On 28 February 2019, the Financial Services Contracts (Transitional and Saving Provision) (EU Exit) Regulations 2019 (FSCR) statutory instrument (SI) was made law. The SI establishes a Financial Services Contracts Regime to ensure that those EEA firms that do not enter the temporary permissions regime (TPR), and those that exit the TPR without UK authorisation, are able to wind down their UK regulated activities in an orderly manner.
Further details of the Financial Services Contracts Regime can be found in HM Treasury’s Explanatory Information Note.
The Bank of England’s expectation is that the FSCR will function as a back-stop to the TPR to mitigate contract continuity risks.
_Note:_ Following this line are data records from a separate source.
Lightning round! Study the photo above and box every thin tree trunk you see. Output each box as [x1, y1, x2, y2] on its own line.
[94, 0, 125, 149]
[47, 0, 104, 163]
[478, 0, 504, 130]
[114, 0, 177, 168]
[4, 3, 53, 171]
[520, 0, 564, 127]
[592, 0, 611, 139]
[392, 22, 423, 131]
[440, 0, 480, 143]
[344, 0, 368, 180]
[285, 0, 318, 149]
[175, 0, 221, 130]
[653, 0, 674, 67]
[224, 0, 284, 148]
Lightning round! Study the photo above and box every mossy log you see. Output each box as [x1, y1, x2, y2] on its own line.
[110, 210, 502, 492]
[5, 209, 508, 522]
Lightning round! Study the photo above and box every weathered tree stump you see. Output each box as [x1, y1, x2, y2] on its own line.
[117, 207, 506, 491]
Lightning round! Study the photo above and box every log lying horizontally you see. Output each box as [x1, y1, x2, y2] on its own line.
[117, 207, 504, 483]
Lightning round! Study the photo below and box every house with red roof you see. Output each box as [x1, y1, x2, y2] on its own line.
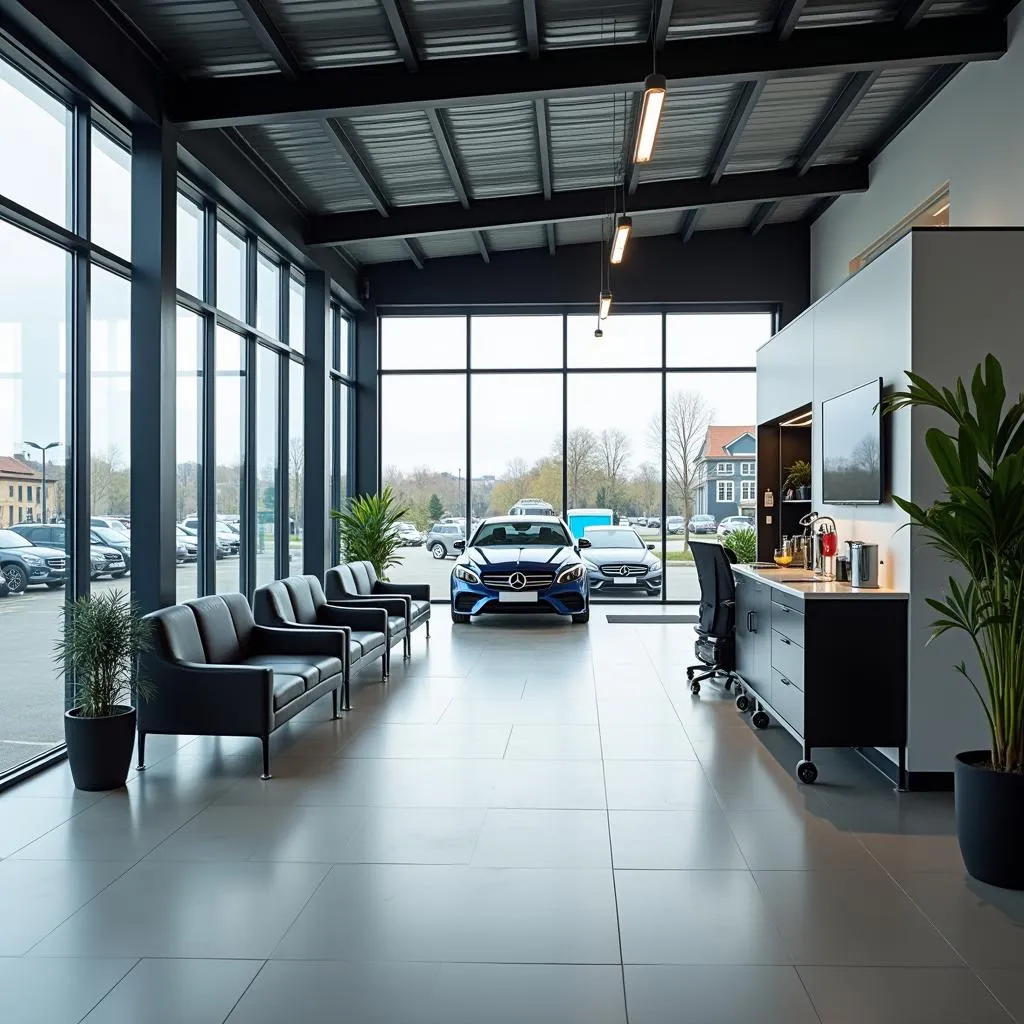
[695, 426, 757, 522]
[0, 455, 54, 529]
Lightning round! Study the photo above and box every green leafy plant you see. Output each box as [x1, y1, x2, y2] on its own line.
[331, 486, 411, 580]
[723, 527, 757, 564]
[428, 493, 444, 521]
[54, 590, 153, 718]
[783, 459, 811, 493]
[883, 355, 1024, 772]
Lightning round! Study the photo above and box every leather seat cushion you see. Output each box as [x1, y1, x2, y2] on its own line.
[350, 629, 385, 655]
[387, 615, 408, 638]
[272, 673, 306, 710]
[409, 600, 431, 624]
[243, 655, 342, 690]
[349, 639, 363, 664]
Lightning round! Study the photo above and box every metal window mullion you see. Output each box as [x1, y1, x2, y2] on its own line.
[464, 316, 471, 528]
[277, 353, 289, 579]
[660, 314, 668, 605]
[561, 314, 568, 518]
[200, 203, 218, 595]
[242, 235, 258, 598]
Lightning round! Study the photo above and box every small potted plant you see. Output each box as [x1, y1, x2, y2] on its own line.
[884, 355, 1024, 888]
[783, 459, 811, 500]
[55, 589, 153, 791]
[331, 485, 410, 580]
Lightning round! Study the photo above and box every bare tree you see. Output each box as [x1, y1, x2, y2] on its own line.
[289, 438, 304, 533]
[596, 428, 631, 508]
[655, 391, 712, 547]
[635, 461, 660, 517]
[555, 427, 598, 508]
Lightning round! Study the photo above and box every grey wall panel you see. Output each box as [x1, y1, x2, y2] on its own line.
[757, 310, 813, 424]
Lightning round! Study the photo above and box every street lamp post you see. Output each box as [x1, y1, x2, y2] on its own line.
[24, 441, 59, 524]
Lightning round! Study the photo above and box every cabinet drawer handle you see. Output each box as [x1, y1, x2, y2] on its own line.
[747, 611, 757, 632]
[780, 676, 792, 687]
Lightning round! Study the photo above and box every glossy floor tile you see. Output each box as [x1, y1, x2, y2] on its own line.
[2, 613, 1023, 1022]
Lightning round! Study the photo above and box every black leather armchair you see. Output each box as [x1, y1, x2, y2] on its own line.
[140, 593, 346, 779]
[325, 560, 431, 655]
[253, 576, 389, 696]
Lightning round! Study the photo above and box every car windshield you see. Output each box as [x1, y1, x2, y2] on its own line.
[94, 527, 123, 543]
[584, 530, 644, 549]
[473, 521, 570, 547]
[0, 529, 31, 549]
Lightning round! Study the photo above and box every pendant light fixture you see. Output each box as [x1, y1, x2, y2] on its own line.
[610, 215, 632, 265]
[598, 290, 613, 319]
[634, 73, 667, 163]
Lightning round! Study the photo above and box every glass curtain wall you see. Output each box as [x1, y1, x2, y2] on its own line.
[328, 307, 353, 566]
[379, 311, 770, 602]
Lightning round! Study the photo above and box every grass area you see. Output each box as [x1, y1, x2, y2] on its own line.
[665, 549, 695, 562]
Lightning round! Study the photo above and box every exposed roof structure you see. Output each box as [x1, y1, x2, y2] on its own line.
[95, 0, 1009, 269]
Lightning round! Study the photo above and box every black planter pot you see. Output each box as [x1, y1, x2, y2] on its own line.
[797, 485, 811, 500]
[955, 750, 1024, 889]
[64, 705, 136, 791]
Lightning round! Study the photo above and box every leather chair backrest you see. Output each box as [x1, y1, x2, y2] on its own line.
[349, 561, 373, 595]
[360, 561, 380, 589]
[690, 541, 737, 638]
[254, 580, 296, 626]
[189, 594, 255, 664]
[326, 563, 357, 599]
[149, 604, 206, 665]
[283, 576, 318, 624]
[303, 575, 329, 612]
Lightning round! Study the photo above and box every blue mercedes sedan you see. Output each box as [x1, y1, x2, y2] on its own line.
[450, 515, 591, 624]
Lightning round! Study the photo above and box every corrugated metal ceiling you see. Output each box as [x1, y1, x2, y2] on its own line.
[548, 93, 630, 193]
[667, 0, 774, 39]
[403, 0, 525, 59]
[538, 0, 651, 49]
[446, 101, 541, 199]
[695, 202, 760, 231]
[270, 0, 401, 68]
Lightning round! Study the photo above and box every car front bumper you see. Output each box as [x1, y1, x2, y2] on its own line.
[586, 571, 662, 594]
[451, 576, 588, 616]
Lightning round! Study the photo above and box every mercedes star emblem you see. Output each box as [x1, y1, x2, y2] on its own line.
[509, 572, 527, 590]
[619, 565, 630, 577]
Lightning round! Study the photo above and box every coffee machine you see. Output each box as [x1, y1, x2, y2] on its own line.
[846, 540, 880, 589]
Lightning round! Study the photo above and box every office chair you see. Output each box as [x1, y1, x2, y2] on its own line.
[686, 541, 739, 696]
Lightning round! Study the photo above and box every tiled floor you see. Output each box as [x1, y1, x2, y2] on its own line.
[2, 609, 1024, 1023]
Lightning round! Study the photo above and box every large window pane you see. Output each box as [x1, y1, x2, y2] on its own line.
[666, 313, 773, 368]
[380, 316, 465, 370]
[470, 315, 562, 369]
[665, 371, 757, 600]
[216, 223, 246, 321]
[337, 314, 350, 375]
[255, 345, 278, 586]
[472, 374, 562, 519]
[381, 373, 465, 589]
[90, 129, 131, 258]
[0, 59, 70, 227]
[567, 313, 661, 368]
[568, 373, 662, 601]
[176, 309, 202, 601]
[90, 268, 131, 581]
[215, 327, 244, 593]
[288, 361, 304, 573]
[256, 252, 279, 338]
[289, 275, 304, 353]
[177, 193, 203, 299]
[0, 222, 68, 774]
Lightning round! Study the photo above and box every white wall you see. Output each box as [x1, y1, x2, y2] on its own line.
[811, 6, 1024, 299]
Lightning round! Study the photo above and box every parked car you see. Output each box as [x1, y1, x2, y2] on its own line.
[0, 528, 67, 590]
[666, 516, 686, 534]
[179, 517, 240, 555]
[394, 521, 423, 546]
[176, 527, 198, 562]
[580, 525, 662, 597]
[0, 548, 31, 594]
[717, 515, 755, 537]
[426, 522, 465, 559]
[633, 517, 648, 528]
[451, 516, 590, 624]
[12, 523, 129, 579]
[90, 516, 130, 535]
[647, 517, 662, 531]
[687, 514, 717, 535]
The regime provides limited permissions for firms to perform existing contracts but, unlike the TPR, does not allow a firm to carry out regulated activities in relation to new contracts, except where necessary to service pre-existing contracts. Firms falling within the scope of the regime will be expected to run-off, close out, or transfer obligations arising from contracts that exceed the time limit of the regime (15 years for insurance contracts and 5 years for other contracts) prior to the end of the regime.
The PRA has now published a Policy Statement outlining the changes to the PRA Rulebook required to operationalise the Financial Services Contracts Regime, and the Bank’s broader approach to Financial Services Compensation Scheme (FSCS) protection.
Firms are encouraged to engage with the Bank and PRA on their authorisation processes in their planning.